Curiosity has dragged me towards this. Now I reach forward and touch that branch, and then suddenly the whole world shifts.
A hospital room materialized. A man and a woman clutched each other's hands, eyes glistening with tears of joy. The woman held a newborn boy, wrapped in soft blankets, his tiny fingers curling around his mother's thumb. The father wiped away his tears and kissed both of them gently. "He's beautiful," the father whispered.
I felt a warmth in my chest. The love in that room was undeniable. It was a moment of pure happiness, untouched by the chaos of the world.
Then, the branch shimmered, and the scene shifted again.
A seven-year-old boy stood surrounded by balloons and a little cake, the parents straining to laugh while clapping. The child, with innocence sparkling in his shining eyes, grinned. "Are you happy, my child?" his mother asked.
"Yes! A lot!" he responded as laughter bounced in the air.
Their house was modest and the told face strain of the financial burden on their household wasn't masked at all, yet there was a contented joy in them. On a branch, a relative bent down to a boy.
"What do you want to be when you grow up?"
The boy smiled broadly. "An astronaut!" he exclaimed, full of dreamy eyes.
His words resonated in my mind as I moved to the next branch.
---
The boy was in middle school now, sitting with his friends. They were talking of money—the amount they wanted to make, how they wanted to be in wealth.
"I don't understand money", he stated, his voice firm. "I don't want to be part of this race. I want to do something different. I want to live a life that matters".
His words hit me. There was a fire in his eyes, a determination that set him apart.
But as I kept moving forward, I saw something change.
He now sat in his room at high school late into the night talking on the phone with a girl. His eyes sparkled in a way they never had before. He was in love. He whispered dreams to her and made promises of forever.
And then one day, she was gone.
He sat in the dark, gazing at his phone, his shattered heart. There was an ache that prevented him from feeling complete; he passed his exams barely. The spark still in his eyes faded; it made way for something else—the doubts and uncertainties.
The second branch revealed him staring at his reflection in a mirror, contemplating his future. He still harbored dreams of making it big, but his dreams had shifted. He was no longer speaking of becoming an astronaut. He was instead searching for ways to make money.

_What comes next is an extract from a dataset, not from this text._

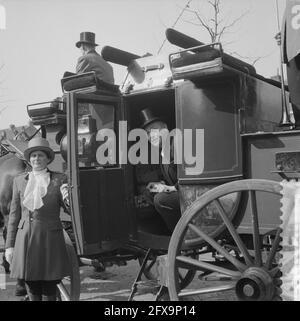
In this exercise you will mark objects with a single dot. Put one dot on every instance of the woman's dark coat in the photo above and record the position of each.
(37, 237)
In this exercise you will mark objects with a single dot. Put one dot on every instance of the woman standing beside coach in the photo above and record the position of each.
(35, 244)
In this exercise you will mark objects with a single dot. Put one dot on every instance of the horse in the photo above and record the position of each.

What an idiot, I thought. He never wanted to be in the race, yet here he is, running just like the rest.
I watched him come home from his first job. There was excitement, and pride, but something else. This gnawing emptiness. He built a home, and bought things he had once wished for but the satisfaction never lasted. He wanted more. The peace he once had, the dreams he once held, they were gone.
He worked harder, chased promotions, investments, business ideas. The boy who once wanted to explore the stars was now drowning in a sea of numbers, transactions, and stress.

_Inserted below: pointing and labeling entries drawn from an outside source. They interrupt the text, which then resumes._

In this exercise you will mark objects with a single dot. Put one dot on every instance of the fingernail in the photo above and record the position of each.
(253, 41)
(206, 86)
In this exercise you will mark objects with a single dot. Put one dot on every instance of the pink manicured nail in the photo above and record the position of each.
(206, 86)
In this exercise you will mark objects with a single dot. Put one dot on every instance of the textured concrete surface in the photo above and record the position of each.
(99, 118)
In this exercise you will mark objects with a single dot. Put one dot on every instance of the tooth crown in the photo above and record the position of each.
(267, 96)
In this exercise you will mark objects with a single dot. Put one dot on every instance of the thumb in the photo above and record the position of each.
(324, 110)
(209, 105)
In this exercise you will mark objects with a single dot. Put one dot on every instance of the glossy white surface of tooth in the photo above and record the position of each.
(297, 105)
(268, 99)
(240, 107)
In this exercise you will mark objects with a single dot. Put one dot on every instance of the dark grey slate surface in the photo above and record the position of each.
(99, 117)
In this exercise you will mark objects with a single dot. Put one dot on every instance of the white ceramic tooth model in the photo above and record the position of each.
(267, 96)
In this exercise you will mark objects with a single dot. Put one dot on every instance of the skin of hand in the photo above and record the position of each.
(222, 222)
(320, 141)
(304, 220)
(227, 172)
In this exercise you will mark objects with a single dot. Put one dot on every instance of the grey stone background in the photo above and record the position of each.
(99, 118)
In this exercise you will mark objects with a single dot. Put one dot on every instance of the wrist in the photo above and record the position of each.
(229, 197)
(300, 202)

The race he once vowed never to run had consumed him entirely.
And then, the final branch.
---
A road at night.
He was driving, thoughts furiously churning in his mind about his next move, how to make more money, how to secure a future that could never be solid enough. His phone buzzed, but before he could turn and look at the number—
Headlights. A truck.
A deafening crash.
Silence.
---I
took a step back. My heart was pounding. The scene disappeared, and another one appeared before my eyes-only this time it was different. The energy and the emotions were in the same place where he was born, but now he was lying on the bed in the hospital, lifeless.
I gulped. Was that it? Was that all there was?

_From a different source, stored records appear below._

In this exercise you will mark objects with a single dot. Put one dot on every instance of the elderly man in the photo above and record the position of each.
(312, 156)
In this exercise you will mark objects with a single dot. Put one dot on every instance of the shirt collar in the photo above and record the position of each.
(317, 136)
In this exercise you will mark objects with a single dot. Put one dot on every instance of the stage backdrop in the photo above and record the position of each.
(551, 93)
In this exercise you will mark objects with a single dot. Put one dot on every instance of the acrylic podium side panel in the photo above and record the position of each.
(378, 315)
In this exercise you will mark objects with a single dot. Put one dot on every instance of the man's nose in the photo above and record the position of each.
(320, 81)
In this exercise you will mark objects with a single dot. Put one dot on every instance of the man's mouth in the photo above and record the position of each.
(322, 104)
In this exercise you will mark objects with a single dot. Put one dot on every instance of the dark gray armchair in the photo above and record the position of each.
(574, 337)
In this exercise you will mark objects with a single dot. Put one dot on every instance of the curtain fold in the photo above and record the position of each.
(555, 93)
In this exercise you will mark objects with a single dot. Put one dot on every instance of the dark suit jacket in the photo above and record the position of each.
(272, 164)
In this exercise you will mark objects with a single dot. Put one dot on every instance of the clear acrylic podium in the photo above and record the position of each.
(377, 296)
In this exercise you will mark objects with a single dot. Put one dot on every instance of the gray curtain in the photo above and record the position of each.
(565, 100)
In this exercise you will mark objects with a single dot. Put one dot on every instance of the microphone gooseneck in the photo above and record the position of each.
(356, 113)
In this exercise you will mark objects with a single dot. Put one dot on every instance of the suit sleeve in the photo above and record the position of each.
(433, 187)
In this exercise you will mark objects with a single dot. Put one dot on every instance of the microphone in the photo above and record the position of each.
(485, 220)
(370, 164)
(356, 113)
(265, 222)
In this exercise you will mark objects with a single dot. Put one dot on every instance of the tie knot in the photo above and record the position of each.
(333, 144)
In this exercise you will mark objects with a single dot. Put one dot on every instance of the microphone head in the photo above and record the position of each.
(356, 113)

I turned to the next branch.
There was nothing but darkness.
No images, no glowing lights, no life. Just emptiness.
I gazed into the void, my chest tightening. Then, movement. A faint glow appeared. A silhouette. A person standing near the glowing tree, watching the branches.
I took another step closer.
And then, my breath caught in my throat.
The figure standing there…
It was me.
I stumbled back. The realization hit me like a tidal wave. I'd been watching my own life play out. This was my story, my journey, my mistakes, my pursuit of something I once swore never to want. I became the very thing I dreaded to be: one more runner in an endless race.
I looked back at the tree. Its glowing branches still flickered with the echoes of my life. The choices I made, the moments I lost, the dreams I abandoned.
And the final branch-the darkness-was waiting for me.
I closed my eyes, and for the first time, I understood. Perhaps the real race wasn't about chasing something. Maybe it was just about remembering why we started running in the first place.